Support Bitcoin Education for African Community Builders

Excerpt

With Bitcoin for Fairness I am providing free, independent education in form of scholarships for our Crack the Orange train-the-trainer online learning program. This is only possible with your support.

Hear from Adam Back, Peter McCormack, Abubukar Nur Khalil, Giacomo Zucco, Daniel Prince, Max Hillebrand, Renata Rodrigues, Hermann Vivier, Knut Svanholm, Rikki, Joe Nakamoto and Lina Seiche why they support my mission.

Transcript

She’s willing to go to places where other people can’t go or don’t have the time to go or are not willing to go, far out of the way places, you know. She made a lot of effort to come and visit our project which is far out of the way so not everybody has the ability to do that, but it’s important work that needs to be done if we want to see Bitcoin become mainstream.

I think it’s very important for us to remember that Bitcoin has no marketing department neither does it have a centralized marketing budget for people to be able to allocate resources to where we think is useful. It’s really a community for and by the people. So for all those Bitcoiners out there who have either benefited or see her work as very beneficial to the space, an important thing to do is support her work.

Well it’s a common phenomena in Bitcoin that it’s decentralized so unlike you know companies or Altcoins there is no central party to fund anything and so you know if we want anything to happen in Bitcoin, you know people will sort of sit around and say well there should be more of this or some education should happen, like basically the only way things happen is by volunteering and doing which Anita is doing or helping sponsor people you know with patreon and things like that to do work that you think is valuable for society and for Bitcoin.

Traveling out to Africa and trying to spread the knowledge of Bitcoin education about Bitcoin it’s not the glory work, it’s the hard work, but it’s really important work you know. These are the people who need Bitcoin as much as anyone else and so the fact that Anita is doing it, I think she’s doing God’s work. I say that as an atheist but she’s doing God’s work and so I would like to support more and everyone else should support more. If you’re listening, support Anita.
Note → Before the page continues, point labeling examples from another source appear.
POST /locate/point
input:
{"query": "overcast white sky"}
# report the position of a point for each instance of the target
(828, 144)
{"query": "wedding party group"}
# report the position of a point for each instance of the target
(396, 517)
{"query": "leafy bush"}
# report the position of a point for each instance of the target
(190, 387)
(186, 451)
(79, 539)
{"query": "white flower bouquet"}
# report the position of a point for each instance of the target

In fact, we need more Anitas in the world and I think we need to support her because it means that the world is going to be better. The education is going to be right and people are going to grow as humans and in different parts of the world.

I think it’s important because Bitcoin is especially useful in so-called third world countries, in countries that have a lot of struggle about inclusion in the financial and commercial world especially online, trouble with money, in general. Places like Africa are the places where these problems are really really serious and in order to help this situation and to stay independent, well doing what Anita is, basically using crowdfunding instead of relying on a single sponsor, that can manipulate sometimes the message in order to push for some solution or the other.

If you can support another Bitcoiner, you help Bitcoin succeed. So in my opinion, all Bitcoiners are incentivized to help one another in the long run because if Bitcoiners succeed, Bitcoin succeeds. So we all have an incentive to help one another.

There is this misconception in the first world that Bitcoin is going to happen thanks to Wall Street and thanks to investors. Investors are powerless, greedy, useless people. We win. Bitcoin wins on boarding Africa, Central America, South America, the Emerging Markets, that’s how we win. Anita is building a bridge for these people and on boarding them into Bitcoin.

She doesn’t take sponsorships so she relies on community support, she relies on working with like-minded people and basically she’s like a, she’s fully in the open source spirit, right. So we need to find ways that we can help her out, that we can work with her, and that we can support her, and if you can, I think you should.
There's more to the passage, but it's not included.